ChatGPT Actions
A ChatGPT action is a developer-facing primitive: a way to extend a custom GPT with a call to an external API. Actions power simple integrations inside custom GPTs; full apps use a deeper integration model. End users mostly don't need to distinguish them, but the difference matters for builders.
What actions are, technically
An action is an OpenAPI-described API call attached to a custom GPT. When you build a GPT in the GPT builder, you can give it one or more actions — each defined by an OpenAPI spec the GPT can call when the user's prompt triggers it. Authentication is OAuth or API key. The GPT decides when to call the action based on the prompt and the action's description. It's a lightweight extension mechanism, not a full integration.
Actions vs apps
Apps are deeper. A ChatGPT app is a partner-vetted integration with its own UI surface inside ChatGPT, persistent connection, richer interaction model, and explicit lifecycle (connect, use, revoke). An action is a single API call hooked into a custom GPT. Apps are products; actions are primitives.
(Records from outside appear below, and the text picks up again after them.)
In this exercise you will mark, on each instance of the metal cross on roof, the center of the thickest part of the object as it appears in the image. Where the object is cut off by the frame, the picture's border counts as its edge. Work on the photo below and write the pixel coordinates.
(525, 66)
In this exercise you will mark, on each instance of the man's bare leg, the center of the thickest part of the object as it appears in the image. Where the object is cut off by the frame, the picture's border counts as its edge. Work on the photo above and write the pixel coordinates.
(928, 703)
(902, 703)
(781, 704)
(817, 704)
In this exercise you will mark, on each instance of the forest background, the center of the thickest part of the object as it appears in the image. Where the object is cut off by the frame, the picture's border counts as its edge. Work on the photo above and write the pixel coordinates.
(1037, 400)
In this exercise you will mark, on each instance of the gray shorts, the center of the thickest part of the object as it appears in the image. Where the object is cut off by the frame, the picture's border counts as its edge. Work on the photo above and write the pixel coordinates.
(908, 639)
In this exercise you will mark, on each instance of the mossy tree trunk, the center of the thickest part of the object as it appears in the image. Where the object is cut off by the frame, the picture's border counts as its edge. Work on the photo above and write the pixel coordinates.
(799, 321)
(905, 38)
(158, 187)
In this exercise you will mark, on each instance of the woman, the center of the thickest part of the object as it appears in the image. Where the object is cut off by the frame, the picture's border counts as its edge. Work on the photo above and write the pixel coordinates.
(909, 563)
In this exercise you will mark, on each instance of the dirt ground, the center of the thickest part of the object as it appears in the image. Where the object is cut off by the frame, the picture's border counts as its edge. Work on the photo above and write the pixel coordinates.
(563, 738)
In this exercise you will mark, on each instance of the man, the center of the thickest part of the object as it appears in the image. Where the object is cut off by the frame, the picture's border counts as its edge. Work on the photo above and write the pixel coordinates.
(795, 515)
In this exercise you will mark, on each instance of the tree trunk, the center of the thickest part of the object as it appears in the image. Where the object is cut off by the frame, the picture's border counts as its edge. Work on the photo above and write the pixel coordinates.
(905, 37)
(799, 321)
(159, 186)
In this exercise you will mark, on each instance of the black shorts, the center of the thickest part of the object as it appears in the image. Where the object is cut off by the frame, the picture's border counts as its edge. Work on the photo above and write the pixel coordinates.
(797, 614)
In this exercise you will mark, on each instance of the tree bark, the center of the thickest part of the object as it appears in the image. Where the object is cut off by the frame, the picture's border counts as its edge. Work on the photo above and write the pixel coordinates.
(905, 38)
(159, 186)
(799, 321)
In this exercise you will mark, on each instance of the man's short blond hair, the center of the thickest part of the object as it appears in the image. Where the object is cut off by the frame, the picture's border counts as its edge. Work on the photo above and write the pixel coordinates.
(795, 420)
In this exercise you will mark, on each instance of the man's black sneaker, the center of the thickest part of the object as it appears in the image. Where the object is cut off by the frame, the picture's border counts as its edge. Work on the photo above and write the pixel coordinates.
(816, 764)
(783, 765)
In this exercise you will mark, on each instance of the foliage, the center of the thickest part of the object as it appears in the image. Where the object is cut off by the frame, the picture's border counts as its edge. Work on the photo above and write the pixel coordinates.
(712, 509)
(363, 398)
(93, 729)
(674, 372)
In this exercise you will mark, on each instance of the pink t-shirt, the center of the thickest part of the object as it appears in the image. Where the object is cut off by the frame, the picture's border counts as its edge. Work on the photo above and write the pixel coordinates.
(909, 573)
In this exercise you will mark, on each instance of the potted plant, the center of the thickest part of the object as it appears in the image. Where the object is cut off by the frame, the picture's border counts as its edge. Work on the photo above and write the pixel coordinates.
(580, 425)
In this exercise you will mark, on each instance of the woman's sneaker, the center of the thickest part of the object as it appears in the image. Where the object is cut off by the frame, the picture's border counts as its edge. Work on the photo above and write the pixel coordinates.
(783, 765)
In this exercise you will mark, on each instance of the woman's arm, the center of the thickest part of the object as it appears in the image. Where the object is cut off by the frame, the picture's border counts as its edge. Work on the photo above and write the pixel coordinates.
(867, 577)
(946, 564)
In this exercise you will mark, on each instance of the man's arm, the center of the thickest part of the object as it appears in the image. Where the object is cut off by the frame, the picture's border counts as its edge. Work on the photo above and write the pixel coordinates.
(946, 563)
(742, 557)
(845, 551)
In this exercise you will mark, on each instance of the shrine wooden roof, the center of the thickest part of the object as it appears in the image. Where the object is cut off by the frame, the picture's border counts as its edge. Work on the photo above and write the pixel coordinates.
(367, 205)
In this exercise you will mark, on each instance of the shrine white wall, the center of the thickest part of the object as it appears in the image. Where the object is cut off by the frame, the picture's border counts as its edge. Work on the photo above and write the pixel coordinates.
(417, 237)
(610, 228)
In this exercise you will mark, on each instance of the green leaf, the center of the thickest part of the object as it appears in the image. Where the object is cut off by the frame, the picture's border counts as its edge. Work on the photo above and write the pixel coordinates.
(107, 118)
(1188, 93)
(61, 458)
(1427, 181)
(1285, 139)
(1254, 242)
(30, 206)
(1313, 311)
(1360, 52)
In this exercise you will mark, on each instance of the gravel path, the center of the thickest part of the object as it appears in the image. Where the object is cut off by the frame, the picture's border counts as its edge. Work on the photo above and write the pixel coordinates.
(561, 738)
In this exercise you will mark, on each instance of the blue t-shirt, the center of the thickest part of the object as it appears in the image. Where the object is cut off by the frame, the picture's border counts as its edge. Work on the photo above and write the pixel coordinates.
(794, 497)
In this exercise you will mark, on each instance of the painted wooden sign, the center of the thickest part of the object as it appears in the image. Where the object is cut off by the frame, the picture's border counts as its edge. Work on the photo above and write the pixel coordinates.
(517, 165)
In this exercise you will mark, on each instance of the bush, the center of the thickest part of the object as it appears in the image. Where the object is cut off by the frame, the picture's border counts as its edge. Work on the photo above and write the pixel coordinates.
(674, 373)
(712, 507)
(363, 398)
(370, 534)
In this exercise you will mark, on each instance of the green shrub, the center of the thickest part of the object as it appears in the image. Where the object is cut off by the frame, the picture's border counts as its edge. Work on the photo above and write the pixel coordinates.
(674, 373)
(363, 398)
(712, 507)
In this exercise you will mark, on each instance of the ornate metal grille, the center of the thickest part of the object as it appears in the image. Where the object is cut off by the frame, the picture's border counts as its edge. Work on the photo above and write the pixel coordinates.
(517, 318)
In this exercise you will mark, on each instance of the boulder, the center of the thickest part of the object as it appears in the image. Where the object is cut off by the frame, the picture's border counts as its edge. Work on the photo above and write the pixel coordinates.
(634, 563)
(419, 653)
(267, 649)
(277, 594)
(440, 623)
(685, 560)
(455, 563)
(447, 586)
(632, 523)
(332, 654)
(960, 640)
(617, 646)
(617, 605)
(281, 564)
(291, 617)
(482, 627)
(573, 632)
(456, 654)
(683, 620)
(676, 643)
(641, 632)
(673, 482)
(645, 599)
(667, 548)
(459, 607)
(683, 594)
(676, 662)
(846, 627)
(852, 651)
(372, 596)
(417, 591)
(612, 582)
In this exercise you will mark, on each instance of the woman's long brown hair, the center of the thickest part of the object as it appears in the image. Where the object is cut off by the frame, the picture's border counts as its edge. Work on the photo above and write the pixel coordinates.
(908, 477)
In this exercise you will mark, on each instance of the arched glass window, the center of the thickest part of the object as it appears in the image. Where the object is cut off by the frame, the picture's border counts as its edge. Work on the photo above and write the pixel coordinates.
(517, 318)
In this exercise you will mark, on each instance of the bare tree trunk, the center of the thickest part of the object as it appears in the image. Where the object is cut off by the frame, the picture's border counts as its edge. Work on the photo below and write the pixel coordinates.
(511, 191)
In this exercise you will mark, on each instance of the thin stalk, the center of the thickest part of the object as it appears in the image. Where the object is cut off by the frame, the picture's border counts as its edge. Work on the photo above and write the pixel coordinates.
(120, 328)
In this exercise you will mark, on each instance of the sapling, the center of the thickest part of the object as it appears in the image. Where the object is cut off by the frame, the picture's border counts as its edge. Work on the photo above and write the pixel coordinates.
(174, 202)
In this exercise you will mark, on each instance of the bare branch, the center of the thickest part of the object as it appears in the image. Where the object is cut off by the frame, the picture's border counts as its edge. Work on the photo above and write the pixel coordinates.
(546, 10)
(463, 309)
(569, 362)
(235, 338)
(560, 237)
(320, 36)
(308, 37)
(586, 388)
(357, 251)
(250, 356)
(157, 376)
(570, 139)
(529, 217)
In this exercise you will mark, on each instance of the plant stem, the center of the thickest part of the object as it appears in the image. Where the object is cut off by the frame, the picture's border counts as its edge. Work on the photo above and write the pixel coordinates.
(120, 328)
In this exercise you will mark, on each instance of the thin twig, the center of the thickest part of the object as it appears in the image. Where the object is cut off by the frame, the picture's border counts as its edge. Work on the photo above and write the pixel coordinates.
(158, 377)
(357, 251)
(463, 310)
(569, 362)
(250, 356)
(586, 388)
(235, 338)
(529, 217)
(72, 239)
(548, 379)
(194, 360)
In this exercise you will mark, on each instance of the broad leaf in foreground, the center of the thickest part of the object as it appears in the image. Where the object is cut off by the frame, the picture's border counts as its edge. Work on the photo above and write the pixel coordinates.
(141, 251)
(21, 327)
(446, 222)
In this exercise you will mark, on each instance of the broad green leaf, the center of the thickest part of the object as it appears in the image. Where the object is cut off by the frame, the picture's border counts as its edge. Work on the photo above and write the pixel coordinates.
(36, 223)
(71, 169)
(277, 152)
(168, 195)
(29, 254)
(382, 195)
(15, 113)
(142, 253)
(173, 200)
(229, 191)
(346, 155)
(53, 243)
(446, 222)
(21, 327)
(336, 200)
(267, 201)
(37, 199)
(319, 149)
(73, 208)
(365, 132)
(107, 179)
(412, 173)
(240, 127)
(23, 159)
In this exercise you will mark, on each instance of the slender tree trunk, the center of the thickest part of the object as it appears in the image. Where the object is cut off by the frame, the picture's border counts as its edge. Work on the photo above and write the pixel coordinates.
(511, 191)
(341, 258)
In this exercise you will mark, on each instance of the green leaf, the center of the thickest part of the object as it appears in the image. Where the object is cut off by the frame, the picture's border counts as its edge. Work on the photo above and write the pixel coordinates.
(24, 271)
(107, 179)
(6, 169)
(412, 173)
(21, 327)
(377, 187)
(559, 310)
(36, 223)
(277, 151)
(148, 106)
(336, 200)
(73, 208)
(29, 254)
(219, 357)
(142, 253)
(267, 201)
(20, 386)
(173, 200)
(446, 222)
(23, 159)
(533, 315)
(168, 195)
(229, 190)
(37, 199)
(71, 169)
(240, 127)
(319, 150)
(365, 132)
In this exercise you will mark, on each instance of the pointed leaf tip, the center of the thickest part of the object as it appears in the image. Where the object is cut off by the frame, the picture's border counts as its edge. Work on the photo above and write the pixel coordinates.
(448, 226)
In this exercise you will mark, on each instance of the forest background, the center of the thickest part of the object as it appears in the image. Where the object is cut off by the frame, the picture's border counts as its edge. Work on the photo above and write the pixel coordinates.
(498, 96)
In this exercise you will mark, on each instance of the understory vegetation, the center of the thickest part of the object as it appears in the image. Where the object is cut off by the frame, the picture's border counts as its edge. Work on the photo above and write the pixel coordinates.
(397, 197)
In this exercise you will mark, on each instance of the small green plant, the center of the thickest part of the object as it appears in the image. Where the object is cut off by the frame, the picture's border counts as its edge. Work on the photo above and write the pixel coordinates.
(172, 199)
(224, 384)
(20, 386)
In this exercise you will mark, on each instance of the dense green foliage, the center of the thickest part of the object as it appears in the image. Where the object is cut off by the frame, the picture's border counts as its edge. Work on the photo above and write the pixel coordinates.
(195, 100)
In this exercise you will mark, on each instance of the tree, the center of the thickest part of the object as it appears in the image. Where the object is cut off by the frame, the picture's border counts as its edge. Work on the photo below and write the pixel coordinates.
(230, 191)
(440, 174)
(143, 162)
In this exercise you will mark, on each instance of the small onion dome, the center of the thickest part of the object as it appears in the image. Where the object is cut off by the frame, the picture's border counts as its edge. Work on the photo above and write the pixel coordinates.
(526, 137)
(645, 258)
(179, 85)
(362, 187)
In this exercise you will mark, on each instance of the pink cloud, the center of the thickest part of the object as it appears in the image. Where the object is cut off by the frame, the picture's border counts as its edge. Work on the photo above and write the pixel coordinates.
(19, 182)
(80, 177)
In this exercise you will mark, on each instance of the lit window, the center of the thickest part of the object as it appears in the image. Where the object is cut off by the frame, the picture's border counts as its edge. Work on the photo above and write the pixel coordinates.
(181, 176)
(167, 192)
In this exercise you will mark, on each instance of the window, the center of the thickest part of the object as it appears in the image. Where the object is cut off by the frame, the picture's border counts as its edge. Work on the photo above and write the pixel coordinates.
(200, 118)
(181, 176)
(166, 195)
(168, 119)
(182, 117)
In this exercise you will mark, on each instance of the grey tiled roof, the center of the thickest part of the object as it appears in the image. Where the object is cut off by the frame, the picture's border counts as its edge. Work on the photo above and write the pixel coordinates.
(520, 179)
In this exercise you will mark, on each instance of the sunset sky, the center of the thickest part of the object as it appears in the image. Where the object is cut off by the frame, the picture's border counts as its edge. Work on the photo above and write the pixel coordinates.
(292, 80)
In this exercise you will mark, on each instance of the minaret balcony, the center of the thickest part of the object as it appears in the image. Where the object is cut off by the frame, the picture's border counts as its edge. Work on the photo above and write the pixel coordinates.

Most users never interact with actions directly — they interact with custom GPTs that happen to use them under the hood.
When to use each (for builders)
If you're building for end users and want a polished surface, the apps program is the target — but it requires a partner relationship with OpenAI. If you're building for your own team or a small audience, custom GPTs with actions are vastly easier — anyone with a paid ChatGPT plan can build them, and OAuth-based actions handle most authenticated workflows. Many internal tools that don't justify the app program's overhead live as GPTs with actions.
Why end users see this terminology
Mostly because docs and community posts use 'actions' to describe how a GPT integrates with an API. If you're a user trying to find an integration in chat, you almost certainly want the apps surface, not actions. If you're searching for 'ChatGPT actions' as a developer, you're in the right place.